Tonight I did some writing and it was hard, and sucky. Just bad, sucky writing that sucked.
It took me an hour too and there wasn’t very much of it. It was so bad it made me wonder why I was bothering to write anything at all.
This is the response that I came up with:
Perhaps any act of writing — perhaps any act of art — must start from the basis of emulation, at least insofar as to say ‘here is a thing which I appreciate, and I believe that I can create something of its ilk. I can create something like this, even something better than this.’
For me the stimulus was (and I mean no disrespect to the author here) Raymond E Feist‘s Magician. On my second or third reading of that book, still a teenager, I started to see that I could parse its structure. I realised that it had form and function. I peeked behind the curtain to see not the players upon the stage presented to me but the craft that had gone into building that stage and showing those players.
My first efforts them were deeply emulative. As Neil Gaiman said, ‘most of us find our own voices only after we’ve sounded like a lot of other people.‘ (Have you heard that keynote speech? No?! stop reading this and go watch that now, then come back. I’ll wait…)
I lay no claim to having created anything the equal of, certainly not the better of, Magician. At some point though, as a cocky teenager biting off more than he could chew, I believed that I could. It may be that I yet can. My understanding of the process is deeper now, more nuanced, and still requires a degree of self-belief that spills over into arrogance in order for me to maintain the effort required.
There is a very strange dichotomy at play between the swaggering arrogance (and examined objectively it can be nothing else) inherent to the belief that I can craft narrative from thin air, that I can create prose which communicates emotion to a reader I have never met and do not know, and the depths of despair that haunts and preys and lunges upon the writer, upon any artist, at unexpected times.
Self-doubt. What a son-of-a-bitch is self-doubt. Here you are, going merrily along, assured of your own brilliance, reading over the words you just put down and wondering how you managed to write so wonderfully, and then one day… one day you just get an hour to yourself with something to write and crack your knuckles and get started… and you realise it sucks. All of it. What you’re writing now sucks. What you wrote yesterday sucks. Everything you’ve written so far sucks. In fact the entire concept sucks. Why are you writing this thing at all? This sucks. You suck.
This is what happened to me tonight, and in the past this would have sent me off into other things and I would have shelved the writing and come back weeks or months hence and started anew.

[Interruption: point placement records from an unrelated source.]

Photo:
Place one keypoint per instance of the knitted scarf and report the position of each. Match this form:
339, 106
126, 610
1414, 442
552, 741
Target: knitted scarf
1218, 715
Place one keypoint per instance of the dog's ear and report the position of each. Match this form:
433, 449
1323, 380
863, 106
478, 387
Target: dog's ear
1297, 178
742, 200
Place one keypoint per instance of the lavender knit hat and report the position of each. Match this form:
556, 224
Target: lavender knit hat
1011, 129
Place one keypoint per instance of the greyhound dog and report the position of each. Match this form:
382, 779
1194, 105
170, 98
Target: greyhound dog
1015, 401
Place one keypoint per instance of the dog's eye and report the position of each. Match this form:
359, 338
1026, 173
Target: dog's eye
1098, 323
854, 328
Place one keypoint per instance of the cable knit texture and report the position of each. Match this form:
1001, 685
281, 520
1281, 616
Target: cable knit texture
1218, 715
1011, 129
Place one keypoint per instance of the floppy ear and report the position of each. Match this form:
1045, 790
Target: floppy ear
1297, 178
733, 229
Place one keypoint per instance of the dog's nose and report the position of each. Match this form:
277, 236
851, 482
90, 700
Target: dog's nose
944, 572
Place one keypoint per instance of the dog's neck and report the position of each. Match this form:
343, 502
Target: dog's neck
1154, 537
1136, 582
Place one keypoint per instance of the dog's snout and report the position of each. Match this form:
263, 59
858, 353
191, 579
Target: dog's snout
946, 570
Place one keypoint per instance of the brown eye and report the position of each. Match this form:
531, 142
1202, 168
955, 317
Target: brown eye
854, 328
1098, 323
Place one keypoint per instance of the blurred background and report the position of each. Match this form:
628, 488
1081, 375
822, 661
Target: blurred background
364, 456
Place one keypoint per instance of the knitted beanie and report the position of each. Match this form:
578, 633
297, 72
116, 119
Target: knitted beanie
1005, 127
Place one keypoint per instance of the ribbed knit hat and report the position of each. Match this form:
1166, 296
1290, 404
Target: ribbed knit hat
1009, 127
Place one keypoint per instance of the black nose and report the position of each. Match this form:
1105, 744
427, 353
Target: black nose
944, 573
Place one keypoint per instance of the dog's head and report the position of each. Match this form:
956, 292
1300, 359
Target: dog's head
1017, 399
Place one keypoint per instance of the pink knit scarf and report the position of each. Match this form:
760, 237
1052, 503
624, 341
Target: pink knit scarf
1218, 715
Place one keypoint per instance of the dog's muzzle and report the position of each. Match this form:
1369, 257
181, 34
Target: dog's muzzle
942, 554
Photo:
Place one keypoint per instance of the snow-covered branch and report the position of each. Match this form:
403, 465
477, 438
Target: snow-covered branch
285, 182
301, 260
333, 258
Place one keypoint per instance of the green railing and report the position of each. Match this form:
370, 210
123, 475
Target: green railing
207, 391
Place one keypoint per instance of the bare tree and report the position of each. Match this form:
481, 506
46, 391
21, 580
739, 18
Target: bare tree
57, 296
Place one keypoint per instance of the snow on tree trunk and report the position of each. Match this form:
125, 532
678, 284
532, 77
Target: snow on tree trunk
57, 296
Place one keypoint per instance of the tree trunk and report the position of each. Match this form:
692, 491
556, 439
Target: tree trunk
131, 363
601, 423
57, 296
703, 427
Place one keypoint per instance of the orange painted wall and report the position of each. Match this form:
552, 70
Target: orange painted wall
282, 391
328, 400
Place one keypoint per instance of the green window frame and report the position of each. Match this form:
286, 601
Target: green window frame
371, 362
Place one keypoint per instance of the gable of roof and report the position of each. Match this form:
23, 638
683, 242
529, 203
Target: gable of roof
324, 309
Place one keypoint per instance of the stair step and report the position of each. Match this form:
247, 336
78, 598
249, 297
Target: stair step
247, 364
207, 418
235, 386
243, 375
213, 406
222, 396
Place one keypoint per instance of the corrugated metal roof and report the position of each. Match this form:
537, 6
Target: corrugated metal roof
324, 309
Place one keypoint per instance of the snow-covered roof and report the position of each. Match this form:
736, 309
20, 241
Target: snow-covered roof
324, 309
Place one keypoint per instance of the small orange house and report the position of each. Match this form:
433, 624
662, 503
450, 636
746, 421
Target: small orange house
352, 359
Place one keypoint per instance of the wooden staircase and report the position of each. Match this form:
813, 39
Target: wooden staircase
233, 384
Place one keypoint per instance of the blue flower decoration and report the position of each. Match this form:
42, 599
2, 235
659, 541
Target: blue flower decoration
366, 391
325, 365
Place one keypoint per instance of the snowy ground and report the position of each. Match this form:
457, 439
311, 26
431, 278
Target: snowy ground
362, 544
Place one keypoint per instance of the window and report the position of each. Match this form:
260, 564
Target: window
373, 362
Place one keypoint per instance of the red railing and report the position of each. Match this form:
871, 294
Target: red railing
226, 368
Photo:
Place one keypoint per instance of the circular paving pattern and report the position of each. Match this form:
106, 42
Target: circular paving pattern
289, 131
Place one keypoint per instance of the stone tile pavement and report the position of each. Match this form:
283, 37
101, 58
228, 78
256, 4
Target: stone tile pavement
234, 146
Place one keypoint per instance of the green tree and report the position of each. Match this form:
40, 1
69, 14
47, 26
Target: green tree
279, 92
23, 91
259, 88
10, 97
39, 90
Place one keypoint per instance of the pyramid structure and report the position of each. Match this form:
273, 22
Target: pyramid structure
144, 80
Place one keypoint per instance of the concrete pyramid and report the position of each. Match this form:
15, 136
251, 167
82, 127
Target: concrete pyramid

This is what self-doubt does. It takes something you’re doing, smears it in sucks, shows it to you, and aims to make you so revolted that you flee. It has conquered me in the past.
Not this time.
This time I recognise this phase for what it is. I have discovered — with thanks to social media and generous, honest writers who’ve shared their travails as well as their triumphs — that this is a common part of the process for even those successful, professional writers, and undoubtedly artists in all media and form. It is important to make mistakes (you watched the Gaiman video above, yeah? Good). You must give yourself permission to suck. You must, as Kameron Hurley implores, persist.
So I shall.
I took some time away from the Work In Progress to get these thoughts down for two reasons. The selfish reason being that by writing them here I am at least writing something, and in the process of writing them I have reinforced their value for myself. The second reason is more altruistic. Surely there are others out there who have hit this same point and not had the strength or the support or the advice to go on. If you’re there now and you’re reading this, chin-up, fist-bump, I’ve been there too, and others have, even the best have.
The difference, I believe between the best and the rest, between the successful and the unsuccessful, is that the best, the successful, kept writing even when it sucked, and they fixed it later. So that’s what I’m going to do.